Ato Ahwoi, the PNDC Secretary for Fuel and Power, has expressed pleasure with the National Electrification Programme, which was launched in 1986 with the goal of bringing electricity to all district capitals in Ghana.
Mr Ahwoi was given the Ministry of Fuel and Power after serving in the Office of the Chairman for two years under the Rawlings-led PNDC regime.
As a result, the Program was launched during his time in office.
The goal of the program was to provide power to every town by 2020.
Unfortunately, this goal was not achieved.
When asked if he is disappointed, Mr Ahwoi stated that he is “extremely thrilled” with how well the Program has taken off.
“We missed the target,” he conceded to host Johnnie Hughes on TV3‘s New Day on Thursday, June 2.
“It should have made me feel very sad, but I am very happy. I am happy because even though we missed the target of 2020, by the time I was leaving the Ministry, a fairly good percentage of the country had access to electricity.”
He pointed out that the Programme caught on so well that it became a competition among chiefs and traditional communities.
“Later on, it became a competition among chiefs and then also a competition among political parties.

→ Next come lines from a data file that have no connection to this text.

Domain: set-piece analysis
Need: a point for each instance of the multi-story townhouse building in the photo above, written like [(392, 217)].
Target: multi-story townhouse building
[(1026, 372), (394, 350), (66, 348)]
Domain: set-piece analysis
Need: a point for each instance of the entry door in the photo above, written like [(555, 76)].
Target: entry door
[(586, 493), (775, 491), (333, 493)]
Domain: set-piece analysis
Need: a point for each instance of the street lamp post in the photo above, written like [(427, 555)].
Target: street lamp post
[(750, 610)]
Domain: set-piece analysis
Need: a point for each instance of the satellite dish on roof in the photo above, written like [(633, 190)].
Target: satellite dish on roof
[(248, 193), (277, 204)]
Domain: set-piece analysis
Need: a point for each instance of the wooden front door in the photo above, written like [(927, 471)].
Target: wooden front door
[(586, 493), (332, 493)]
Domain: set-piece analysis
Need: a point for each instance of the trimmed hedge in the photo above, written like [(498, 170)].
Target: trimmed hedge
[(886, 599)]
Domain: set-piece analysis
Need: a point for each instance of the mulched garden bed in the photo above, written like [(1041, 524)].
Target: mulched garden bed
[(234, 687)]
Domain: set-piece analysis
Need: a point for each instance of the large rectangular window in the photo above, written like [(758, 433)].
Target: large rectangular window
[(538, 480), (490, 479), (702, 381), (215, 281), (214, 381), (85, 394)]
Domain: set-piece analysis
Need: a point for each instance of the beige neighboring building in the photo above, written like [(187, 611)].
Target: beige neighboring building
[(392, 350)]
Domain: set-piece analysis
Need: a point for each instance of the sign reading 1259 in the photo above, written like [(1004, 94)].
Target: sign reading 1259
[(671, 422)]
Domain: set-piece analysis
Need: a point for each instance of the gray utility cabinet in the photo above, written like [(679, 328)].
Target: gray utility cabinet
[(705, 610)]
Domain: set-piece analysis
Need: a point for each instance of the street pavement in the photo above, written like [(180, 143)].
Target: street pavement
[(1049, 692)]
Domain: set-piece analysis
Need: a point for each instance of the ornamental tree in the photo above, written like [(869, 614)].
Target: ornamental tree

Every political party wanted to be associated with rural electrification and then in their manifestos and campaigns, they could say that when we come we will continue with rural electrification.”
Significantly, it was during the tenure of Mr Ahwoi that electricity was extended to the Upper East, Upper West, Northern and then Brong Ahafo regions.
He expressed happiness that the programme “is one of the few projects in this country which was not abandoned by successive governments. They continued with it and it caught on very well”.
Ato Ahwoi was speaking ahead of the launch of a collective biography co-authored by him and his siblings – Kwesi Ahwoi, Kwamena Ahwoi, Mrs Ama Twum, Mrs Efua Bram-Larbi, Mrs Agnes Appiagyei-Dankah and Mrs Adoma Bartels-Kodwo.
The book is titled ‘The Children of House No. D13 South Suntresu Kumasi’.